Uma ação em tramitação no Supremo Tribunal Federal (STF), relatada pelo ministro Alexandre de Moraes, pode alterar de forma significativa as regras para acordos de delação premiada no Brasil. O processo, apresentado pelo PT em 2021, foi liberado para julgamento no plenário, mas ainda não tem data definida.

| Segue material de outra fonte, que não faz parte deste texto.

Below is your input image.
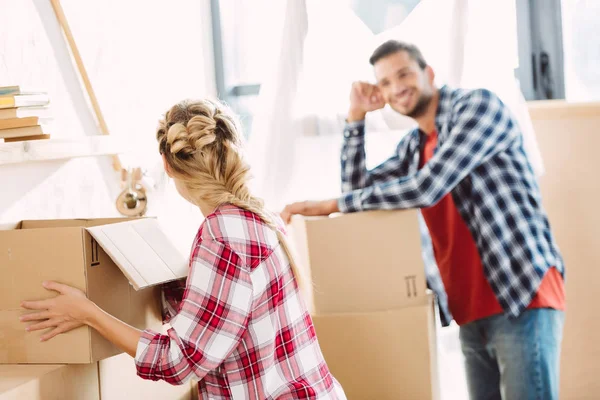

A proposta busca estabelecer novos limites para a celebração e validade das delações, com foco na proteção de garantias individuais. Caso seja aprovada, a medida pode impactar investigações em andamento, incluindo a delação do banqueiro Daniel Vorcaro, ex-controlador do Banco Master.

Um dos principais pontos da ação trata de acordos firmados por investigados presos. A proposta prevê que, caso a Justiça reconheça posteriormente que a prisão foi ilegal, a delação e todas as provas derivadas dela poderão ser anuladas. Hoje, essa consequência não é automática na legislação.

Outro eixo do processo envolve a restrição de benefícios concedidos aos delatores. Entre as mudanças sugeridas estão a proibição de estender vantagens a familiares, a limitação dos benefícios aos crimes investigados no caso específico e o impedimento de imunidade ampla em outras apurações.

A ação também questiona o uso de informações sigilosas de terceiros obtidas por colaboradores. Pela proposta, dados como mensagens, e-mails e registros privados só poderão ser utilizados mediante autorização judicial específica, com o objetivo de resguardar direitos como privacidade e sigilo de comunicações.

Outro ponto relevante é a ampliação do direito de defesa de pessoas citadas em delações. O texto permite que esses indivíduos contestem diretamente o acordo na Justiça, e não apenas medidas decorrentes dele, como buscas e prisões.

Se aprovadas, as mudanças podem tornar mais rigoroso o processo de negociação e validação das delações, além de ampliar as possibilidades de questionamento judicial.

A Procuradoria-Geral da República (PGR) já se manifestou contra a ação, argumentando que as alterações criariam regras não previstas em lei. Por outro lado, a Ordem dos Advogados do Brasil (OAB) apoia a proposta, alegando que o modelo atual tem gerado distorções.